Greece Shuffles Team Negotiating With Creditors
Greece has shuffled the team involved in bailout talks with the country's international creditors, a senior government official said Monday, in a move that may reduce the influence outspoken Greek finance minister Yanis Varoufakis has on the slow-moving negotiations.
The decision comes only days after eurozone finance chiefs piled pressure on Greece and Mr. Varoufakis to speed up talks if it wants to seal a new financing deal before the current one expires at the end of June, and to avoid defaulting on its debt.
Greece's alternate foreign minister, Euclid Tsakalotos, will head a new policy negotiating team, a senior government official said, while the finance ministry's chief economist will lead talks in Brussels with the heads of the country's international creditors--a formation known as the Brussels Group. Both people are seen as close allies of Greek Prime Minister Alexis Tsipras.

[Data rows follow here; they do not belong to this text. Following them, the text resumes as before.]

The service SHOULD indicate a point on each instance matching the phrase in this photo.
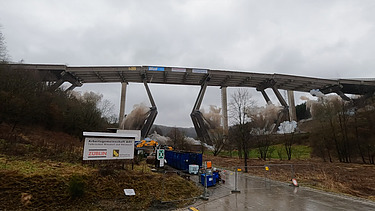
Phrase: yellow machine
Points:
(144, 143)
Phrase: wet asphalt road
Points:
(262, 194)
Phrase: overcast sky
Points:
(320, 38)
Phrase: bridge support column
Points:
(292, 106)
(224, 105)
(200, 125)
(122, 103)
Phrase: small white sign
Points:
(129, 192)
(179, 70)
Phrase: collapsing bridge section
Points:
(78, 75)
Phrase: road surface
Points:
(263, 194)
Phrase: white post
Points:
(224, 105)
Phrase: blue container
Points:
(211, 181)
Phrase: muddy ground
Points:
(347, 178)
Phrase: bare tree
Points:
(240, 103)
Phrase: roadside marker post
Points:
(236, 181)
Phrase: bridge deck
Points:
(193, 76)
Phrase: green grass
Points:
(275, 152)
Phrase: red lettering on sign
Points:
(97, 153)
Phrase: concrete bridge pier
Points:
(122, 102)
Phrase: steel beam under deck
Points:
(201, 126)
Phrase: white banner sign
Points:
(107, 146)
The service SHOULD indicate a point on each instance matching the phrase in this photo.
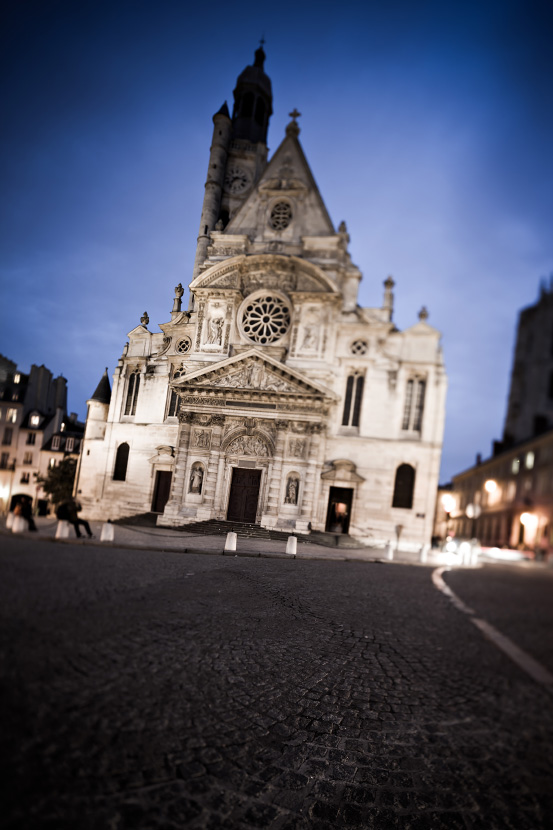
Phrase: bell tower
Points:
(238, 154)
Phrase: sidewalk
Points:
(166, 539)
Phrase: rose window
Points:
(266, 319)
(281, 216)
(359, 347)
(183, 346)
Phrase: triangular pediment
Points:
(250, 372)
(287, 176)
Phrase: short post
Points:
(108, 532)
(230, 542)
(62, 530)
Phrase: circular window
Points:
(184, 345)
(281, 216)
(265, 319)
(359, 347)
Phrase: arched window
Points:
(352, 400)
(259, 111)
(121, 461)
(246, 108)
(132, 393)
(404, 486)
(414, 404)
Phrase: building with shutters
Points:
(274, 398)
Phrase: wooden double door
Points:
(244, 495)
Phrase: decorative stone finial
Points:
(293, 128)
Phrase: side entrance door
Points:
(244, 495)
(339, 509)
(162, 489)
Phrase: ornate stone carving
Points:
(201, 438)
(196, 478)
(254, 376)
(248, 445)
(296, 447)
(292, 487)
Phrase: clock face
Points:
(236, 179)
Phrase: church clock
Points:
(237, 179)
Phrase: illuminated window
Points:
(132, 393)
(414, 404)
(121, 462)
(352, 400)
(173, 404)
(404, 486)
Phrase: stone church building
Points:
(275, 398)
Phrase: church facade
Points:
(274, 398)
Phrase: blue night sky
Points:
(428, 127)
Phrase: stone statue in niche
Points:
(201, 438)
(297, 447)
(310, 338)
(196, 479)
(215, 332)
(292, 486)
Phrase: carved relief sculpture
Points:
(292, 486)
(196, 479)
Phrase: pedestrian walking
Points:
(69, 512)
(27, 512)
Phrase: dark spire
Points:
(253, 102)
(103, 390)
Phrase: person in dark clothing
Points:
(68, 511)
(27, 512)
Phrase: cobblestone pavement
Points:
(159, 690)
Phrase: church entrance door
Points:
(339, 509)
(244, 495)
(162, 490)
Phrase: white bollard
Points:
(230, 543)
(108, 532)
(62, 530)
(291, 545)
(19, 525)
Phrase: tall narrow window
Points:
(173, 404)
(414, 404)
(404, 486)
(352, 400)
(132, 393)
(121, 461)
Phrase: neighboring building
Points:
(507, 500)
(530, 407)
(35, 431)
(275, 398)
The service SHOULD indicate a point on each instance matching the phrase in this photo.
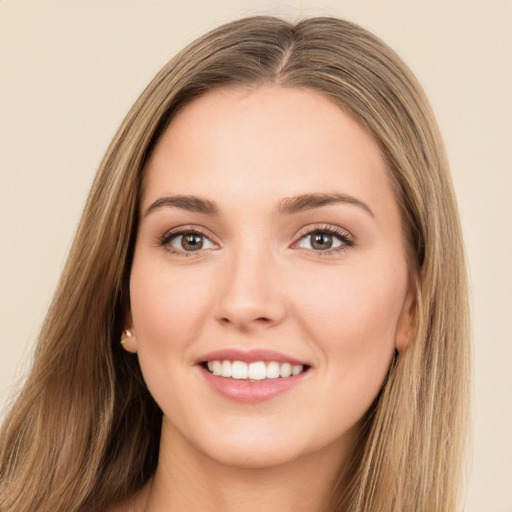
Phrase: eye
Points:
(186, 241)
(326, 239)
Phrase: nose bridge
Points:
(249, 294)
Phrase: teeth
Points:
(285, 370)
(254, 371)
(239, 370)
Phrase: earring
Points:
(128, 334)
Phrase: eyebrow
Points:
(291, 205)
(190, 203)
(287, 206)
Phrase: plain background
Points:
(69, 71)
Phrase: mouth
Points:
(252, 376)
(256, 371)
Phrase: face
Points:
(269, 287)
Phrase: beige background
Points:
(69, 70)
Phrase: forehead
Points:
(266, 142)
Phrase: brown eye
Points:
(190, 242)
(323, 240)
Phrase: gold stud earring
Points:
(128, 335)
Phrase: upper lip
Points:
(249, 356)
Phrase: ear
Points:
(406, 326)
(128, 337)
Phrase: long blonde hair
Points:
(84, 430)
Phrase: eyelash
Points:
(343, 236)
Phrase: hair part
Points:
(84, 431)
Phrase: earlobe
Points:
(407, 322)
(128, 341)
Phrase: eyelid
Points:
(345, 236)
(165, 239)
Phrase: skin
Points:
(259, 283)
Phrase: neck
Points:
(188, 480)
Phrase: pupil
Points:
(321, 241)
(192, 242)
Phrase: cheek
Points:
(353, 320)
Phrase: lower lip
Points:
(251, 392)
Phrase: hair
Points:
(84, 430)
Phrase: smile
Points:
(255, 371)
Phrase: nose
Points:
(251, 295)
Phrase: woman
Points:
(265, 304)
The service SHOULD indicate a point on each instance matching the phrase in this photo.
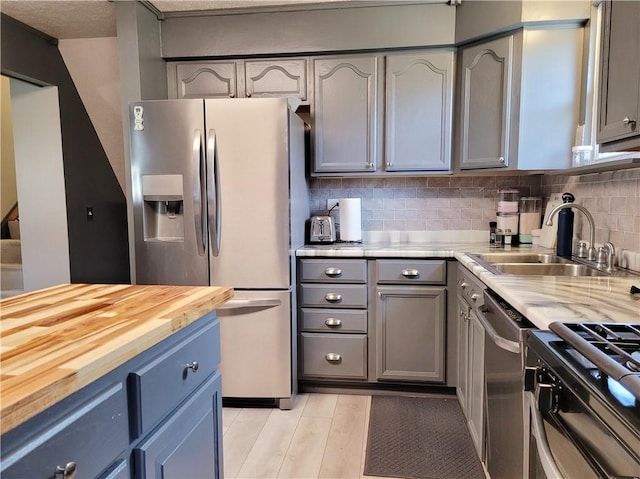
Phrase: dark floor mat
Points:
(420, 438)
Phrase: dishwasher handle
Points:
(537, 431)
(502, 343)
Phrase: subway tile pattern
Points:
(437, 203)
(613, 198)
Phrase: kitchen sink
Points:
(514, 257)
(547, 269)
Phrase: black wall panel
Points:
(98, 249)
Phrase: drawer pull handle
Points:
(333, 322)
(410, 273)
(193, 366)
(333, 297)
(333, 272)
(68, 471)
(333, 357)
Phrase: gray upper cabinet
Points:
(269, 78)
(215, 79)
(486, 102)
(345, 113)
(418, 111)
(619, 108)
(519, 99)
(239, 78)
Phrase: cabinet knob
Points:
(193, 366)
(410, 273)
(333, 272)
(333, 322)
(333, 357)
(68, 471)
(333, 297)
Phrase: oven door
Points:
(574, 444)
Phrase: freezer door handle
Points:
(213, 194)
(250, 303)
(198, 213)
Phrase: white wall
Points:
(40, 181)
(93, 65)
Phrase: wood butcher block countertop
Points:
(55, 341)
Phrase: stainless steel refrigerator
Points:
(220, 198)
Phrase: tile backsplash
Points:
(422, 203)
(613, 199)
(442, 203)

Although, the Greek government continued to express its support for Mr. Varoufakis, the shuffle is likely to weaken his role in the bailout talks. The eurozone's top policy makers have in recent weeks reached out increasingly to Mr. Tsipras to ensure the government's cooperation in talks for new financing and economic overhauls.

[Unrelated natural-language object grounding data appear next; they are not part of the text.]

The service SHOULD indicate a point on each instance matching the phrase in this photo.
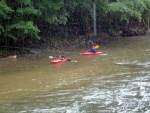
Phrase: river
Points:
(117, 81)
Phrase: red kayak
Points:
(54, 61)
(91, 53)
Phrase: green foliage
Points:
(4, 10)
(23, 28)
(128, 9)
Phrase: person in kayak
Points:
(93, 50)
(60, 56)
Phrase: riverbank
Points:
(57, 44)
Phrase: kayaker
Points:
(60, 56)
(93, 50)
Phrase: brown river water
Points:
(117, 81)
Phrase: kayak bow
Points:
(91, 53)
(54, 61)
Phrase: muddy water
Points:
(114, 82)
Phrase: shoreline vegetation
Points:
(60, 44)
(27, 26)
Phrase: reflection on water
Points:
(116, 81)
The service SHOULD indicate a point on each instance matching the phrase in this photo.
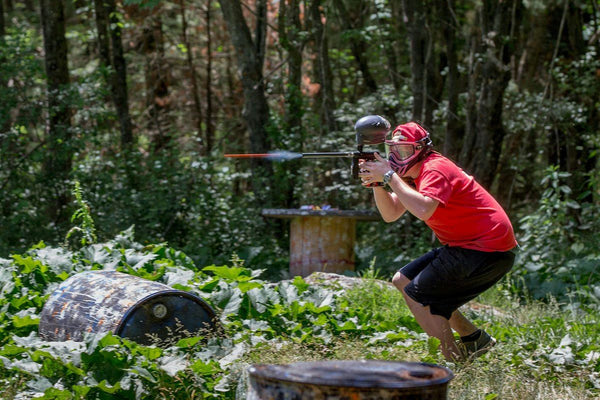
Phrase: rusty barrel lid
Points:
(355, 374)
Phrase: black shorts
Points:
(448, 277)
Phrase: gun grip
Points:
(354, 169)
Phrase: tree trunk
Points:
(157, 82)
(109, 33)
(2, 26)
(102, 28)
(5, 116)
(210, 125)
(57, 164)
(358, 46)
(291, 41)
(453, 124)
(120, 66)
(414, 19)
(323, 67)
(250, 64)
(496, 19)
(197, 108)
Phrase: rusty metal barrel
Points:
(322, 240)
(144, 311)
(365, 380)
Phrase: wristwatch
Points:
(388, 176)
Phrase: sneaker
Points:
(480, 346)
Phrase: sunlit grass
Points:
(519, 367)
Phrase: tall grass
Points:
(541, 352)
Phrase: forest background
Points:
(137, 101)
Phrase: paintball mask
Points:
(410, 143)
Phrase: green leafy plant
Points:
(82, 213)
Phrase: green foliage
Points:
(302, 321)
(559, 254)
(87, 228)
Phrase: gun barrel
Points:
(330, 154)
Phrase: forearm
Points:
(411, 200)
(388, 204)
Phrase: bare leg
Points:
(434, 325)
(461, 324)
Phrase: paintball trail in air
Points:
(280, 155)
(273, 156)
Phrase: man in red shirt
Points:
(474, 229)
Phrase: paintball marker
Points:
(371, 129)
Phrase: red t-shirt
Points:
(467, 216)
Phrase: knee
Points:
(400, 281)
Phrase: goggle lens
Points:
(400, 151)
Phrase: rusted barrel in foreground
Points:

During a meeting between senior government officials late Sunday, "the support to the Finance Minister Yanis Varoufakis, who has been targeted by international press, has been reconfirmed," the official said.
But with the deadline for an agreement approaching, Mr. Tsipras had phone calls Sunday with German Chancellor Angela Merkel and Jeroen Dijsselbloem, the Dutch finance minister who presides over the meetings with his eurozone counterparts, to discuss accelerating talks on the conditions attached to continued aid.
The Brussels Group will hold a teleconference Monday and plans to meet Wednesday.
Two opinion polls published over the weekend showed that Greeks are no longer satisfied with the government's performance despite months of public enthusiasm for it in the wake of January's elections. A survey by Alco found that 52% of those asked were unsatisfied with the government's performance since it came to power compared with 39% who said they were happy with it.
A separate survey by pollster Kapa Research showed that 71.9% of Greeks believe that Greece would benefit from reaching an agreement with its creditors, with just 23.2% in favor of breaking with them.
It showed that 72.9% want the country to stay in the eurozone, while 20.3% want to revive the drachma.
Mr. Varoufakis has been one of the Greek government's most visible figures. His abrasive style has found many followers among critics of the eurozone's crisis strategy but has alienated many of his political counterparts.